Ein entscheidender Erfolgsfaktor ist eine zähe Ausdauer. Nie aufgeben ist das erstrebenswerte Ideal. Manche Dinge brauchen einen ziemlich langen Atem. Privat - geschäftlich - alpinistisch. Lange Bergtouren, die in feuchtfinsteren Niederungen beginnen und auf sonnenhellen Traumbergen gipfeln, sind das beste Übungsfeld dazu. Am Berg dürfen wir lernen, was im ganzen Leben Anwendung findet. Am Ziel geniessen wir ein fantastisches Gipfelpanorama. Und schon ist alle Anstrengung vergessen. Die morgendliche Ungewissheit, der Aufbruch in der Dunkelheit bei ungewisser Wetterentwicklung, die Überwindung, dennoch einfach Schritt für Schritt loszugehen. Die langen Stunden des anstrengenden Aufstieges. All dies lässt sich bestens auf Alltagssituationen im Privaten oder in geschäftlichen Belangen anwenden.

 

 

Mut

Der Aufbruch ins Ungewisse, die Überwindung loszugehen ohne sicher zu sein, ob das Alpin-Ziel wirklich erreicht werden kann, ob die Schwierigkeiten und die Verhältnisse wirklich so sind, wie erwartet; dies braucht Mut und eine gewisse Risikofreudigkeit. Auch wenn wir auf all unseren Touren durch eine minutiöse Vorbereitung das Risiko so gut wie möglich in ein kalkulierbares Risiko verwandelt haben, bleiben immer noch eine ganze Reihe von Unsicherheitsfaktoren, die es immer wieder zu überwinden gilt. Es braucht den Mut zum Risiko und zur Annäherung an die eigenen Grenzen. 

 

 

Konzentration

Bei anspruchsvollen Bergtouren gibt es immer wieder Situationen, wo uns bewusst ist, dass wir schlicht und einfach keinen Fehler machen dürfen, weil jede falsche Bewegung oder fehlerhafte Manipulation zu einem tödlichen Unfall führen kann. Am besten kann ich das versinnbildlichen, wenn wir uns vorstellen an einer scharfen Kante am Abgrund zu stehen. Der natürliche Überlebensimpuls führt dazu, dass wir sofort hoch konzentriert sind und in höchster Achtsamkeit darauf bedacht sind, nicht in die Tiefe zu stürzen. Auch beim Klettern gibt es keine Alternative zu einer Haltung der absoluten Präsenz.

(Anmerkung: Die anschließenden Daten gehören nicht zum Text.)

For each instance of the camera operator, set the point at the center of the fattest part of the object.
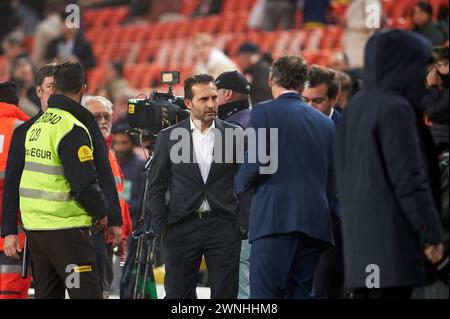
(200, 218)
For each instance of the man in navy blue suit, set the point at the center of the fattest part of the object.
(290, 220)
(322, 91)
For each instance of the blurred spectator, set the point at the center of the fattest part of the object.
(132, 167)
(115, 83)
(23, 73)
(315, 13)
(341, 63)
(268, 15)
(12, 46)
(388, 211)
(438, 122)
(345, 91)
(208, 7)
(28, 18)
(120, 108)
(47, 30)
(71, 46)
(443, 17)
(422, 16)
(322, 91)
(9, 20)
(436, 101)
(210, 60)
(257, 68)
(357, 32)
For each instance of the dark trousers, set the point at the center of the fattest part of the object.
(101, 257)
(282, 267)
(329, 277)
(383, 293)
(63, 259)
(217, 239)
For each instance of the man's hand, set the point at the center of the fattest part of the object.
(100, 225)
(433, 78)
(434, 253)
(12, 247)
(115, 235)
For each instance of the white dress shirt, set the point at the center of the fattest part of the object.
(331, 113)
(203, 151)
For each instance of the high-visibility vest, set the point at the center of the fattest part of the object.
(118, 177)
(10, 118)
(45, 199)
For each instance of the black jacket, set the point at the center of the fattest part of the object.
(184, 181)
(388, 211)
(87, 189)
(259, 89)
(82, 49)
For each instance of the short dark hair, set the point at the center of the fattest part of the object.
(318, 75)
(345, 81)
(45, 71)
(425, 7)
(69, 77)
(9, 93)
(290, 72)
(193, 80)
(442, 53)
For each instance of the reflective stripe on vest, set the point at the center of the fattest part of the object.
(10, 269)
(42, 168)
(38, 194)
(45, 199)
(19, 229)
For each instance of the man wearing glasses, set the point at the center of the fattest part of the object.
(102, 109)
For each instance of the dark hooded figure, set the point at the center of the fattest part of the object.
(391, 227)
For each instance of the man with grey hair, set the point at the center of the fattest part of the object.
(290, 220)
(102, 109)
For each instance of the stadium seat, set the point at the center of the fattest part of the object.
(332, 38)
(94, 79)
(189, 7)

Die Schwierigkeit am Fels hilft uns, zu 100 Prozent auf das zu fokussieren, was JETZT ist. 

 

 

Disziplin

Bewusste Langsamkeit, saubere und geordnete Manipulationen mit der Alpinausrüstung, gute Schulung bis zur Routine, Pünktlichkeit, Verlässlichkeit gegenüber seinen Bergkameraden, ein passendes Zeitmanagement, eine realistische Einschätzung seines Bergzieles und seiner eigenen Leistungsfähigkeit. All dies gehört zu einer unabdingbaren Disziplin am Berg, die auch in allen anderen Lebensbereichen ihre Spuren hinterlässt.

 

 

Belastbarkeit

Stundenlanges Gehen, anhaltende Anstrengung in der Nähe der eigenen Leistungsgrenze, langes Ausharren jenseits der Komfortzone; all das erfordert eine hohe Belastbarkeit. Der Berg ist dazu das beste Übungsfeld, indem wir den Schwierigkeit und die Länge einer Tour selber bestimmen und allmählich auch steigern können. Das lässt sich sehr gut auf das praktische Leben übersetzen.   

 

 

Bescheidenheit

Der Berg lehrt uns, wie klein wir eigentlich sind. Der Berg lehrt uns Bescheidenheit, Demut, Achtsamkeit. "Die Berge sind stille Meister und machen schweigsame Schüler." Zitat von Johann Wolfgang von Goethe.

 

 

Respekt

Es ist ein lebensrettender Aspekt, den Schwierigkeiten am Berg den nötigen Respekt entgegenzubringen, sich selber nicht zu überschätzen und die Gefahren im Hochgebirge nicht zu unterschätzen.  

 

 

Dankbarkeit

Ein Gefühl von Dankbarkeit stellt sich ein nach einer vollbrachten Anstrengung, nach einer gelungenen Tour, nach einem guten Gespräch. Und vor allem nach einem langen und unfallfreien Bergsteigerleben. Es ist einfach pure DANKBARKEIT dem Leben gegenüber, für die reiche Fülle an geschenkten Erfahrungen, Glücksmomenten und Natureindrücken. Es ist eine Dankbarkeit, die zu einem Gefühl der Erfüllung, der Zufriedenheit und der Entspannung führt.